「もうすぐ別居するから」「離婚に向けて話し合っているよ」
そんな彼の言葉を、あなたはどんな気持ちで聞いているのでしょうか。
本当は、それが「今の関係を壊さないための優しい嘘」だと、心のどこかで気づいているのかもしれませんね。
それでも、あえて知らないフリをして、彼の言葉を信じるフリを続けている……。
そんなあなたの健気さや、胸の奥にあるヒリヒリとした痛みを感じると、僕は胸が締め付けられるような思いになります。
不倫という恋の形は、世間からは厳しい目で見られることが多いものです。
でも、心理カウンセラーとして多くの女性のお話を聞いてきた僕は、そこにあるのは単なる「不道徳」ではなく、誰にも言えない純粋で、切実な「愛」なのだと知っています。
あなたは決して、彼を困らせたいわけではないんですよね。
ただ、彼と一緒にいたい。彼に笑っていてほしい。
だからこそ、彼の嘘に気づいていても、「それ、本当なの?」と問い詰めることができない。
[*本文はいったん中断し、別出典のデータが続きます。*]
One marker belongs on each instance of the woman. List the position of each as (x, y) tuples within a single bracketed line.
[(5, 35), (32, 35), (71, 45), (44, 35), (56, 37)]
もし問い詰めてしまったら、今の穏やかな時間が壊れてしまうかもしれない……。
その恐怖と戦いながら、あなたは今日も笑顔で彼の隣に座っているのではないでしょうか。
僕は、そんな風に自分を後回しにしてまで相手を思いやるあなたの優しさは、とても尊いものだと思います。
でも、同時にこうも思うのです。
「信じるフリ」を続けている時間は、あなたにとって、どれほど孤独で、どれほどエネルギーを消耗するものだろうか、と。
嘘だと分かっていることを信じるフリをするというのは、自分の心に少しずつ「小さなトゲ」を刺し続けているようなものです。
すぐには血は流れないけれど、じわじわと心の奥が麻痺していくような、そんな感覚。
僕は、あなたがこれ以上、自分自身を置き去りにしないでほしいと願っています。
彼を愛することは素敵なことですが、それと同じくらい、いえ、それ以上に「あなた自身の心」を愛してあげてほしいのです。
「私は本当は気づいているよ。でも、今はまだ、知らないフリをしていたいんだよね」
そうやって、まずは自分の本音を自分自身で認めてあげてください。
否定しなくていいんです。無理に白黒つけなくていいんです。
今のあなたの選択は、あなたが今日を生き抜くために必要だったものなのですから。
不倫という道を選び、悩み、苦しんでいる女性の皆さんに、僕は伝えたいことがあります。
あなたは一人ではありません。
誰にも言えない悩み、夜も眠れないほどの不安、そして彼への消えない想い。
それらすべてを抱えたままのあなたで、十分すぎるほど頑張っています。
もし、心のトゲが痛んで動けなくなりそうなときは、どうかその重荷を少しだけ僕に預けてみてください。
僕は、あなたの決断を否定することはありません。
ただ、あなたがあなたらしく、心から笑える日を一緒に探していきたい。
嘘の混じらない、心からの安らぎがあなたの元に訪れることを、僕は心から願っています。